Public sector workers need to look to their own industrial power to challenge whoever controls the NSW government.

Workers in NSW have previously been in a stronger position to challenge state governments due to their greater willingness to take consistent strike action. This was possibly because of the existence of a vibrant socialist working-class movement in NSW throughout much of the twentieth century—Sydney was often the centre of political radicalism and unionism in Australia. Both the militant Industrial Workers of the World and the Communist Party of Australia had the bulk of their membership in Sydney and a significant influence among militant workers, particularly in what was known as the Red Belt of industrial suburbs that stretched from Redfern and Newtown down to Mascot and Botany. This was reinforced by a strong socialist base among workers in Newcastle and Wollongong, and in the NSW coal mines.
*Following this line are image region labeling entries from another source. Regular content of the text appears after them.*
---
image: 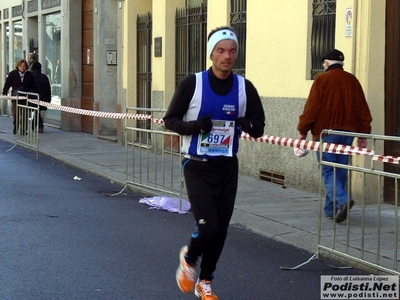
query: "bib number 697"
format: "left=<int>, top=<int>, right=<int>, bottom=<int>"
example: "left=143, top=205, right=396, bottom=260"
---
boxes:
left=207, top=133, right=225, bottom=144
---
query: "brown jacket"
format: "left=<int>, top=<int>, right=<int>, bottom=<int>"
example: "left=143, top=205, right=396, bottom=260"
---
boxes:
left=297, top=65, right=372, bottom=140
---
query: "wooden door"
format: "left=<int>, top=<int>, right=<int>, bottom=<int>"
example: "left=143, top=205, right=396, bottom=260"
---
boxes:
left=81, top=0, right=94, bottom=133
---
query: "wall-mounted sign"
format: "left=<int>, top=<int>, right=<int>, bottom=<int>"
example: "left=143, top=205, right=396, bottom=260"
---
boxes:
left=42, top=0, right=61, bottom=9
left=107, top=50, right=117, bottom=65
left=154, top=37, right=162, bottom=57
left=3, top=8, right=9, bottom=20
left=345, top=8, right=353, bottom=37
left=28, top=0, right=39, bottom=14
left=11, top=4, right=23, bottom=18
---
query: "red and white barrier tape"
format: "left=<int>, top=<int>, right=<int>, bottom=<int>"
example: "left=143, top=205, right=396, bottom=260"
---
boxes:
left=0, top=96, right=400, bottom=164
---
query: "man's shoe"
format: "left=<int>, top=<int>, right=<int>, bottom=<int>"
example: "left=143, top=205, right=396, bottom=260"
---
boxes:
left=176, top=246, right=197, bottom=293
left=335, top=200, right=354, bottom=223
left=194, top=280, right=219, bottom=300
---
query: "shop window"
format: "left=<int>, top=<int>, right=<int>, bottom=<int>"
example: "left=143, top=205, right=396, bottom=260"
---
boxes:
left=311, top=0, right=336, bottom=79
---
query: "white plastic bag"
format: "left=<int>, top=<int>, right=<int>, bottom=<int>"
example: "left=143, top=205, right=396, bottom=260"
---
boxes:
left=139, top=196, right=190, bottom=214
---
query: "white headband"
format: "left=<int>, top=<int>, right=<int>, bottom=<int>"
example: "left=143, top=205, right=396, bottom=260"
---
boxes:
left=208, top=29, right=239, bottom=57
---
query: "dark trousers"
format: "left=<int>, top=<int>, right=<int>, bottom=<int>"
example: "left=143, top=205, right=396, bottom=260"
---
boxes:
left=183, top=156, right=238, bottom=280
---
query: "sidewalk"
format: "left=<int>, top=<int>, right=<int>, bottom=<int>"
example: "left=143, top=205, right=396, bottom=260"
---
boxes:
left=0, top=116, right=393, bottom=272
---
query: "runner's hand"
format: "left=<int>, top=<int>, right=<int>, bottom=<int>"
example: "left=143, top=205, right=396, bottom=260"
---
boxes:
left=194, top=114, right=212, bottom=133
left=236, top=117, right=253, bottom=133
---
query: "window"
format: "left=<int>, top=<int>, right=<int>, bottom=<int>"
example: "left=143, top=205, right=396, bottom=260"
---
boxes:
left=311, top=0, right=336, bottom=79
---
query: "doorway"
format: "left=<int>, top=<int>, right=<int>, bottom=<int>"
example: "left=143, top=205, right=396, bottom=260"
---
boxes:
left=384, top=0, right=400, bottom=203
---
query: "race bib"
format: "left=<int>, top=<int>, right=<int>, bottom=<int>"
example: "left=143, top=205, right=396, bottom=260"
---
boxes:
left=197, top=120, right=235, bottom=156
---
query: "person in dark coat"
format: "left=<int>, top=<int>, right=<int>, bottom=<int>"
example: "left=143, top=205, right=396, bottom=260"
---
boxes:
left=3, top=59, right=38, bottom=134
left=32, top=61, right=51, bottom=133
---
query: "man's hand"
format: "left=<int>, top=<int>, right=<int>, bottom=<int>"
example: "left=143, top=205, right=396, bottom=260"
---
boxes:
left=357, top=138, right=368, bottom=148
left=235, top=117, right=253, bottom=133
left=297, top=134, right=307, bottom=140
left=195, top=114, right=212, bottom=133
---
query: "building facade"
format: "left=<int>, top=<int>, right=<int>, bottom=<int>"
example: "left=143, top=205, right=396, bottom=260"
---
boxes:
left=0, top=0, right=400, bottom=202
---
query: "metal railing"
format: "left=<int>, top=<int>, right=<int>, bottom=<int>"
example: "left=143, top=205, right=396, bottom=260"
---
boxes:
left=282, top=130, right=400, bottom=275
left=124, top=107, right=183, bottom=199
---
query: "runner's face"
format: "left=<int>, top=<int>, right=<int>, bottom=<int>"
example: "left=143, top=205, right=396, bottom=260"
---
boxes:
left=18, top=63, right=27, bottom=73
left=211, top=40, right=237, bottom=78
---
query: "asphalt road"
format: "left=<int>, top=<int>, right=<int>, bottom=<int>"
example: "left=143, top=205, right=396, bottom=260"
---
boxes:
left=0, top=141, right=368, bottom=300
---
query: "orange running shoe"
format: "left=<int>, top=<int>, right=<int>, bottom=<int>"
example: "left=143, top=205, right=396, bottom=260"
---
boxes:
left=176, top=246, right=197, bottom=293
left=194, top=280, right=219, bottom=300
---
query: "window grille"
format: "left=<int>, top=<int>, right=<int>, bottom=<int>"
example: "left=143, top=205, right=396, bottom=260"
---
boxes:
left=175, top=3, right=207, bottom=85
left=230, top=0, right=247, bottom=76
left=311, top=0, right=336, bottom=79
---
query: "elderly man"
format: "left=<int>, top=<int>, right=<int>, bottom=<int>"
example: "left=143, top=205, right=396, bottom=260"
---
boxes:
left=297, top=49, right=372, bottom=223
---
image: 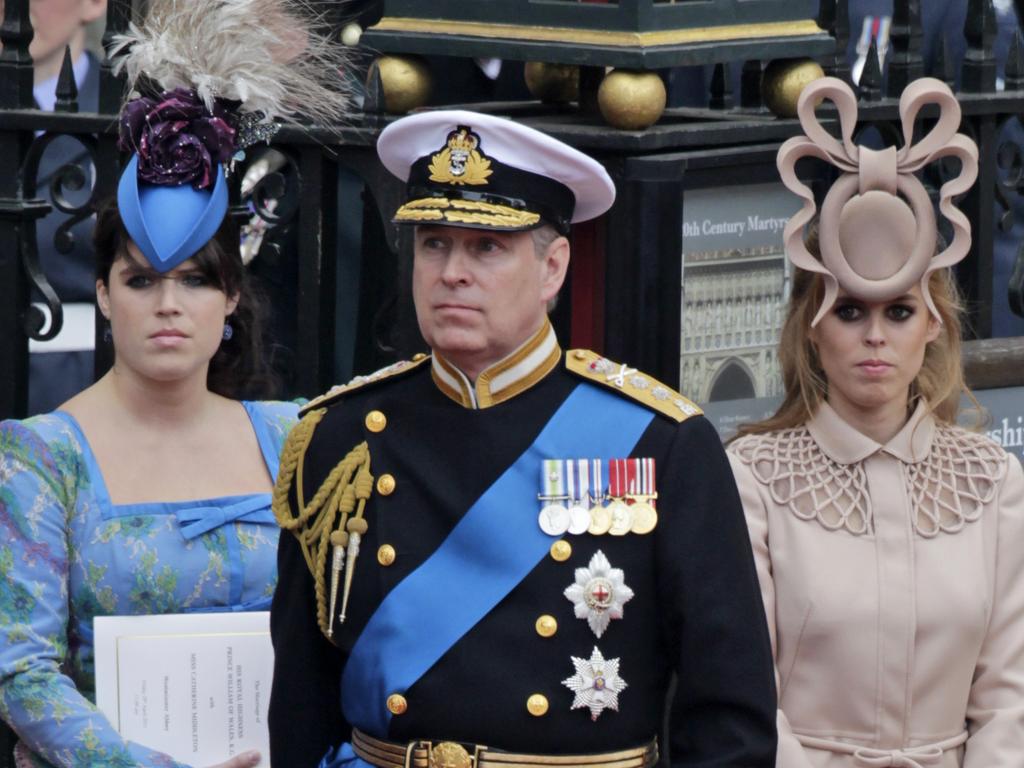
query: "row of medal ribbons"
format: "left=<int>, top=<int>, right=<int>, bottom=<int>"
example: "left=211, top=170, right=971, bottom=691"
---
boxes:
left=537, top=459, right=657, bottom=536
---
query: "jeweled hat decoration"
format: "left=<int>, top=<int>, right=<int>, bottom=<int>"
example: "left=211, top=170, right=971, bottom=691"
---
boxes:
left=777, top=78, right=978, bottom=326
left=377, top=110, right=615, bottom=233
left=107, top=0, right=346, bottom=272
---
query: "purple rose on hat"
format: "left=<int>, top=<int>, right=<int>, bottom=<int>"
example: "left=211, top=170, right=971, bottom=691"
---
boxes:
left=120, top=88, right=234, bottom=189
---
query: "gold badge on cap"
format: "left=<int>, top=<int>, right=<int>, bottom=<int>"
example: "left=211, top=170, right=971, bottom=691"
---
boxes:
left=430, top=125, right=494, bottom=185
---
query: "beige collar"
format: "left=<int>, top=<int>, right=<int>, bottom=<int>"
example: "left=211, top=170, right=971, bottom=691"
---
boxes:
left=430, top=317, right=562, bottom=409
left=807, top=400, right=935, bottom=464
These socialist workers were willing to defy the conservatism and moderation of their union leaders. Shop committees in the Eveleigh and Chullora railway workshops, White Bay power station, the Sydney mail room and elsewhere brought together workers from across different job roles. They were often established by socialist union activists, and as Hal Alexander, a Communist Party organiser in the Red Belt during the 1940s and ’50s, explained in A Few Rough Reds: Stories of rank and file organising: “some union bureaucrats regarded all this as a threat to their hegemony. Quite rightly too. That was the beauty of it”.

Rebuilding a militant workers’ movement capable of winning back our rights and conditions in NSW is intertwined with the revival of an organised and dedicated socialist movement. There are some organised socialists on the railways and in the hospitals (most of whom originally became socialists as activists on university campuses) who have played a role in the recent strikes. If we had hundreds, rather than a handful, of socialists in workplaces across the state, we would be in a much stronger position not only to defeat the wage cap, but also to begin reigniting the seeds of revolt seen in past decades.